綱吉と雲雀















こんこんと休日の並中にノック音がした。休日とは言えど、誰もいないわけではないし、職員室ならばノック音がするのは当然だ。しかし、そこは応接室。並中生誰もが恐怖の対象として近寄ろうとはしない部屋だ。

「入っていいよ」

部屋の主から声がして、怖ず怖ずと一人の少年が中へと入る。わざわざやって来たのだから、もっと堂々と入れば良いが少年こと沢田綱吉にとってもここの主は恐怖の対象であることに違いないのだ。

「お邪魔します…」
「ワォ、帰宅部の君がわざわざ僕に何の用?」

中にはその対象一人で誰もおらず、それがほんの少し綱吉を安心させる。
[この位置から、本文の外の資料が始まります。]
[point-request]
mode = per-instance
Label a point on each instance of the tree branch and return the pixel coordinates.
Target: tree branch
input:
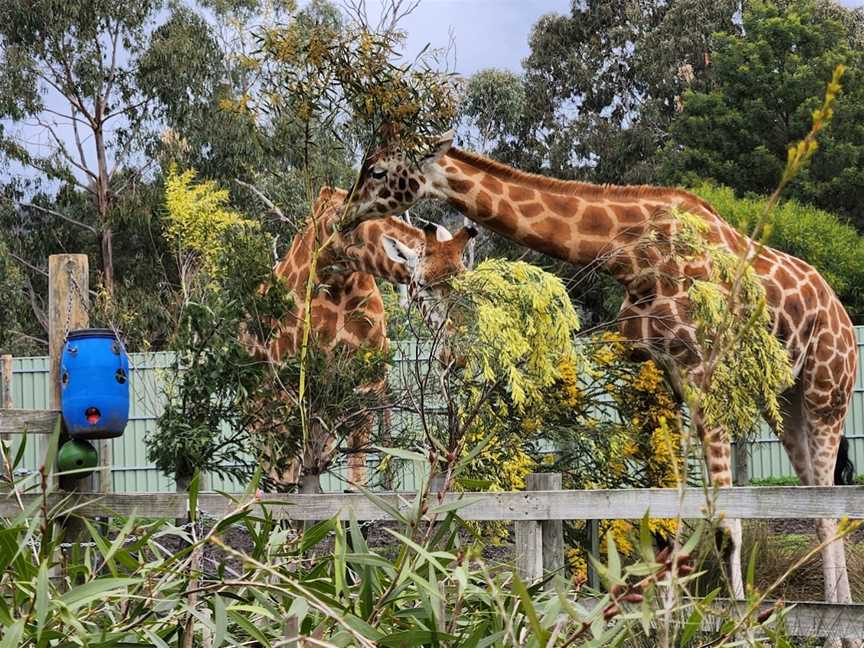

おっかないのが何人もいればそれこそ臆病者な彼は始終びくびくとしっぱなしだ。

「用ってか今日、雲雀さん誕生日ですよね。何歳かは知りませんけど」
「そうだよ」

恐怖の対象こと雲雀は「僕はいつでも好きな学年だよ」と言い、現在何年なのかもわかりはしないが、一応誕生日はこうして毎年やってはくる。当然大半がいくつかは知らないが。

「おめでとうございます」

どうぞと雲雀の前の机に置かれる紙袋は言葉からして誕生日プレゼントらしい。

「……まさか君からこんなものを貰うとはね、思いもしなかったよ」
「いつもお世話になってるんで」

にっこりと笑う綱吉から雲雀は視線を紙袋に向け、開けてみる。中にはこどもの日だからか柏餅と小さな袋があった。

「柏餅……」
「あ、それうちの手作りです。うちこどもいっぱいいるんで母さんが大量に作ったんですよ」

ああ、と雲雀は納得した顔をした。綱吉の家には小さい子が四人もいる。黒に身を包んだ赤ん坊を含めればの話だが。見た目は赤ん坊でも彼の中身は赤ん坊ではない。

「小さい袋は?」
「雲雀さん何がいいかなんてわからなかったんで、学生の必需品です」

学生の域を超えた並盛の秩序であっても学ランに身を包んでいるのなら学生だろうと、綱吉は考え選んだものだ。
がさりと取り出し開ければ、必需品と言った通り和柄のボールペン二本と同じく和柄のシャーペンが一本入っていた。

「確かに必需品」
「書類のサインでも使えるじゃないですか。だからこれかなって」
「そうだね。使わせてもらうよ」

貰ってくれた雲雀に安堵の表情を向ける。風紀委員以外で親しくする人物がいない為、贈ったところで貰い受けてくれるのかがわからなかったのだ。いらなければいらないと突き返すような人物なのだから。

「それじゃ失礼しますね。家が騒がしくなるんで」
「群れるのは感心しないけど、今日は目を瞑ってあげるよ」
「ありがとうございます」

部屋から出ようと綱吉はノブに手をかける。その瞬間、思い出したようにくるりと雲雀の方を見てふわりとした笑みを雲雀に向けた。

「HAPPY BIRTHDAY、雲雀さん」










----------

山本の誕生日には
なにもできなかったんで
雲雀さんはと意気込んだがなにやら
よくわからなくなってしまった。